Maouri Simon

Personal information
- Full name: Maouri Ananda Yves Ramli Simon
- Date of birth: 9 November 2006 (age 19)
- Place of birth: Tabanan, Indonesia
- Height: 1.77 m (5 ft 10 in)
- Position: Midfielder

Team information
- Current team: Bali United
- Number: 42

Youth career
- SSB Badak Putra
- 2021–2024: Bali United

Senior career*
- Years: Team / Apps / (Gls)
- 2024–: Bali United / 17 / (0)

International career^{‡}
- 2024–2025: Indonesia U20 / 5 / (1)

= Maouri Simon =

Indonesian footballer (born 2006)

Maouri Ananda Yves Ramli Simon (born 9 November 2006) is an Indonesian professional footballer who plays as a midfielder for Super League club Bali United.

== Club career ==
Born in Tabanan, Maouri is a youth product of Bali United.
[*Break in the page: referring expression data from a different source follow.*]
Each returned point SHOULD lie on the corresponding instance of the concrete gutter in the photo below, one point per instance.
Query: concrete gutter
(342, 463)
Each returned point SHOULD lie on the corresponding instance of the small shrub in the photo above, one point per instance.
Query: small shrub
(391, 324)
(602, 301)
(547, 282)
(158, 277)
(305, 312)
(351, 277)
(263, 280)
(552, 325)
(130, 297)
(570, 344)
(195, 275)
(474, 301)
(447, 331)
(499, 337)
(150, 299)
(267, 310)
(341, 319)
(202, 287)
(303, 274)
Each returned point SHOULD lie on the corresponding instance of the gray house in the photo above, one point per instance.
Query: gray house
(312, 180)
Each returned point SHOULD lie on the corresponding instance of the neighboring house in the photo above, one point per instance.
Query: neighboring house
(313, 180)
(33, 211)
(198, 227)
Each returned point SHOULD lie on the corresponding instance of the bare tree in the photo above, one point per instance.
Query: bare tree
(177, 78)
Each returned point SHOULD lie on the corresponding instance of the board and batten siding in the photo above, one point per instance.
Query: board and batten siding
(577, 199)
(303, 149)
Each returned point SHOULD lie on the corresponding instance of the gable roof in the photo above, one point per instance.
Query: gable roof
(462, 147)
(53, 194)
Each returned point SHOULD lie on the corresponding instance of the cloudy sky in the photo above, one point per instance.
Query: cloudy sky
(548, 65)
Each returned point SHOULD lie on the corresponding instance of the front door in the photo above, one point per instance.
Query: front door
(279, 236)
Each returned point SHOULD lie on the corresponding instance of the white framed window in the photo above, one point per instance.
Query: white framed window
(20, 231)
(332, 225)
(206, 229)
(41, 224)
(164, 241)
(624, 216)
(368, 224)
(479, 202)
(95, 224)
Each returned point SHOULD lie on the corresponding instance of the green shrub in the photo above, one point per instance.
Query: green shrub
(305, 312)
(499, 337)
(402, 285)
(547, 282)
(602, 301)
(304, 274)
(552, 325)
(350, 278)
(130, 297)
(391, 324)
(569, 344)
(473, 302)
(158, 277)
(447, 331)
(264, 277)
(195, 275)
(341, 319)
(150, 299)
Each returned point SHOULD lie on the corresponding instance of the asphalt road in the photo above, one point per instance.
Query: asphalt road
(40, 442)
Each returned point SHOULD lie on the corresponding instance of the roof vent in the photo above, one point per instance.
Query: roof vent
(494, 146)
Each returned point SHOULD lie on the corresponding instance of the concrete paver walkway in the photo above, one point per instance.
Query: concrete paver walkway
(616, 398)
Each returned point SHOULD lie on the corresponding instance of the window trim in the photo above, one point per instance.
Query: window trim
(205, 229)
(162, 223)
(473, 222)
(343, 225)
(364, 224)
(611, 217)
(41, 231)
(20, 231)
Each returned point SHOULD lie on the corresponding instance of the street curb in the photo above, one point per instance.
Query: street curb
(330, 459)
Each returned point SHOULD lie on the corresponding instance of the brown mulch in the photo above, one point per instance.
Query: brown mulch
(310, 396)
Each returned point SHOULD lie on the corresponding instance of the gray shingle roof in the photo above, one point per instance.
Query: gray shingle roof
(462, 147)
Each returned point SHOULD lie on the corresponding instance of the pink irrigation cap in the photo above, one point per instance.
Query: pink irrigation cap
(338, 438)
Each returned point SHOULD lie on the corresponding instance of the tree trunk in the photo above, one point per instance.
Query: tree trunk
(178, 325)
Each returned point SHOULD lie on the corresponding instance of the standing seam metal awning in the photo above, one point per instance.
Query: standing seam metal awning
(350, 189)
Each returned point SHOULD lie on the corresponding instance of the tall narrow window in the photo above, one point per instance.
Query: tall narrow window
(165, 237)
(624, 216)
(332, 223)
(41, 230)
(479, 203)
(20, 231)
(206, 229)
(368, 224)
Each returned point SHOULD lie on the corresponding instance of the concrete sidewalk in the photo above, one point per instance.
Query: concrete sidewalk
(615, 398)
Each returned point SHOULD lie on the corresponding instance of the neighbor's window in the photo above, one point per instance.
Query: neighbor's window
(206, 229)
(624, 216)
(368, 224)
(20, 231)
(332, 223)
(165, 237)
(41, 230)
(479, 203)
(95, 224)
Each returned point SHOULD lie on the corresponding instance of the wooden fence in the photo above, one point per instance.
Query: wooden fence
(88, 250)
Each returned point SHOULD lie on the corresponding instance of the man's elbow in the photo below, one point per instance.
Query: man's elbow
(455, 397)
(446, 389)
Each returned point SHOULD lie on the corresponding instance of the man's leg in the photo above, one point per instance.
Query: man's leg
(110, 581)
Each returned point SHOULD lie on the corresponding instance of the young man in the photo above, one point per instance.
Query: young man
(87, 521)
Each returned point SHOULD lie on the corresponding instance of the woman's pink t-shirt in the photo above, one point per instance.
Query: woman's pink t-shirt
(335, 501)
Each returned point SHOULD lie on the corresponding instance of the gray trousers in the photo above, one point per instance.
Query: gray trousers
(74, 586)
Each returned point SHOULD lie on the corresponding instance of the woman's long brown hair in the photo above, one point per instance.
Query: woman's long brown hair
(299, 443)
He made his official debut on 30 April 2024 in 2023–24 Liga 1 match against Persita Tangerang.

== International career ==
In August 2024, he was called up to the Indonesia U20 squad for an exhibition tournament in South Korea alongside his two teammates, as preparation for AFC U-20 Asian Cup qualifier.

== Personal life ==
Maouri was born to French father and Indonesian mother.